Dersliğe giriyorum. Tahtaya doğru yürüyorum, elimdekileri oradaki masanın üstüne bırakıyorum. Şöyle bir soluklandıktan sonra. “Söyleyin bakalım, bu nedir ?” diyorum. Öğrenciler birinci döneme devam ediyorlar, “Bu hoca da ne istiyor?” derler gibi, öyle şaşkın bakıyorlar. “Evet bu su şişesindekiler nedir?” “sarı çiçek” diyorlar. Tahtaya yazıyorum, “Sarı çiçek”. “Aklınıza ne geliyor?” diye, devam ediyorum… “Sordum sarı çiçeğe..” ilahisi geliyor. “Demek ki”, diyorum “sözcükler kültürel bağlamlarıyla size ulaşıyor. Ama bu elimdeki çiçeğin adı yok mu?”
Sonra devam ediyorum, bakın bunun adı nergis. Nergisin Almanca adını söylüyorum. “Narziss… kime denir Narsist denir, biliyor musunuz?” Bilmiyorlar… “Efsaneye göre bir zamanlar çok yakışıklı bir delikanlı varmış, bir peri kızı bu delikanlıya aşık olmuş, aşkını karşılık bulamamış peri kızı. Çok üzülmüş ve kızmış. Bunu gören tanrılar Nergis’i cezalandırmışlar ve suda gördüğü kendi aksine aşık etmişler. Nergis hayran hayran suda kendi aksini izlerken, eğilmiş, suya düşmüş ve bir daha çıkamamış, ancak boğulduğu yerde birbirinden güzel nergis çiçekleri bitmiş. Bu efsane boyutu, nergis Batı’da Paskalya Yortusunun sembol çiçeğidir, bütün bahçelerde nergisler açar Nisan ayında.”
Nergislerin altında ve sağında solunda tavşanlar ve yumurtalar resmedilir. Çikolatadan yumurtalar satılır. O gün bahçelere gerçek ve çikolata yumurtalar ve çikolata tavşanlar saklanır. Çocuklar bunları arayıp bulur. Batı kültüründe Paskalyanın önemi nergisle anlam kazanır. Nergis capcanlı sarı rengiyle baharı ve yeniden doğuşu simgeler.” Almanca Mütercim Tercümanlık Bölümü olduğumuz için öğrenciler Alman kültürünü de bilmekle de yükümlüdürler, zaten her iki kültürü bilmeden çeviri yapmak olanaksızdır. Onlara Paskalya şekerlemelerinin nergis süslü kapaklarını ve çikolata yumurtaları gösteriyorum. Sonuçta nergis aslında buram buram kültür tüten bir çiçektir. Ve bütün doğa anlatılanları duyabilene hep bir öykü anlatır. Öyküyü algılayabilen her şeyin gizemini çözüp olguların özüne inebilir.

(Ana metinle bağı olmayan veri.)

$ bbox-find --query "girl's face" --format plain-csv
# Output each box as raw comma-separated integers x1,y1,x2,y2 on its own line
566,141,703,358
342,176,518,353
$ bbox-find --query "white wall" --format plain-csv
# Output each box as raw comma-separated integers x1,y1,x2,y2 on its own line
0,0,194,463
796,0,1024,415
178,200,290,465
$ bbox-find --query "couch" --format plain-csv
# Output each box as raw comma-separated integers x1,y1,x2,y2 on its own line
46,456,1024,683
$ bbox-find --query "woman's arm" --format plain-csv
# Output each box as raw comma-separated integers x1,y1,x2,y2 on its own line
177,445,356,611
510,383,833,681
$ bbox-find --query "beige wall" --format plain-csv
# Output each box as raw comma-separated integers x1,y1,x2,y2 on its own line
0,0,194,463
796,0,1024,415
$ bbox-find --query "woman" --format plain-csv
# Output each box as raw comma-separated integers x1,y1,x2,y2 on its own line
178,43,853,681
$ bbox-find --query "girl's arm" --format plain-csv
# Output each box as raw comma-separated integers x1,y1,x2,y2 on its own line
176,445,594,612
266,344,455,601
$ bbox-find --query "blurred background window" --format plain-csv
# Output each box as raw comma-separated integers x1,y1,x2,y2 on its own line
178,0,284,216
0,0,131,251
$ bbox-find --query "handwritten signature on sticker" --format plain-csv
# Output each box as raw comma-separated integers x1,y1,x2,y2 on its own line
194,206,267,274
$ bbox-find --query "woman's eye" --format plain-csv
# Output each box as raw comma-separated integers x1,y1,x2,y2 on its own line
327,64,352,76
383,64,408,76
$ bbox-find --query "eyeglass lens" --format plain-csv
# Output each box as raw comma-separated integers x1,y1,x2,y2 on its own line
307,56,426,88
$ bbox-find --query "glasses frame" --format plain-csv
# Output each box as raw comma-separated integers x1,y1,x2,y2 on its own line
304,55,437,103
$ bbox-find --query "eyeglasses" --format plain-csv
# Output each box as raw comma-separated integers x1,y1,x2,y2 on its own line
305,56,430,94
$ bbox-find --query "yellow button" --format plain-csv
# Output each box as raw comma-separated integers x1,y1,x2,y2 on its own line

Devam ediyorum : “Bu mevsimde üniversite rektörlüğünün bahçesinde ağaçlar pembe, mor çiçek açar. Biliyor musunuz bu ağaçları ?” “ Yok”, diyorlar, “hatırlamıyorlar. “Erguvan ağacıdır bu ağaç, pembe mor çiçek açar ve en büyük özelliği gövdesinde çiçek açmasıdır. Erguvanın da öyküsü vardır. Hz. İsa’yı ihbar eden Judas çok üzülüyor ve gidiyor bir ağaca kendini asıyor. Ağaç öyle utanıyor ki, böyle bir ispiyonun onun dalına kendini asmasından, bembeyaz çiçekleri utancından mosmor oluyor. Almanca ve İngilizcede bu ağacın adı Judas ağacıdır. Evet görüyorsunuz her şeyin bir öyküsü var.”
“Sonuçta çevrenize gören gözlerle bakmanız, her şeyi öğrenmeniz, her canlıyı ve cansızı bu doğrultuda saymanız, sevmeniz ve en önemlisi onu merak etmeniz, adlandırmanız, öyküsünü dinlemeyi bilmeniz gerekiyor. Ancak o zaman sahip çıkabilirsiniz. “
“Evet, sevgili öğrenciler eğer çeviri yapmak istiyorsanız, birinci koşul farkında olmanız, etrafınızın farkına varmanız ve her şeyi öyküsüyle birlikte algılamanızdır. Her bir çiçeğin, her bir canlı cansız varlığın bir öyküsü vardır, çeviri yapacağınız metinler de size ilkin kendi öykülerini anlatırlar; bu öykülere kulak vermeniz gerekir ki metni bütünsel kavrayabilin ve çeviriyi layığıyla yapabilin.“
İşte değerli okurlar bu derse ben böyle başlıyordum. Somuttan soyuta yönelerek anlatıyorum derslerimi. Aslı ve Tutku benim asistanlarımdı, derslerime giriyorlar ve bana yardım ediyorlardı. O zaman daha doktora aşamasındalardı. Şimdi ikisi de doktoralı birer öğretim üyesi. Ben onlara el verdim, onlar da nice yeni asistanlara el verecekler. Onlarla ve İzmir’deki bütün asistanlarımla gurur duyuyorum.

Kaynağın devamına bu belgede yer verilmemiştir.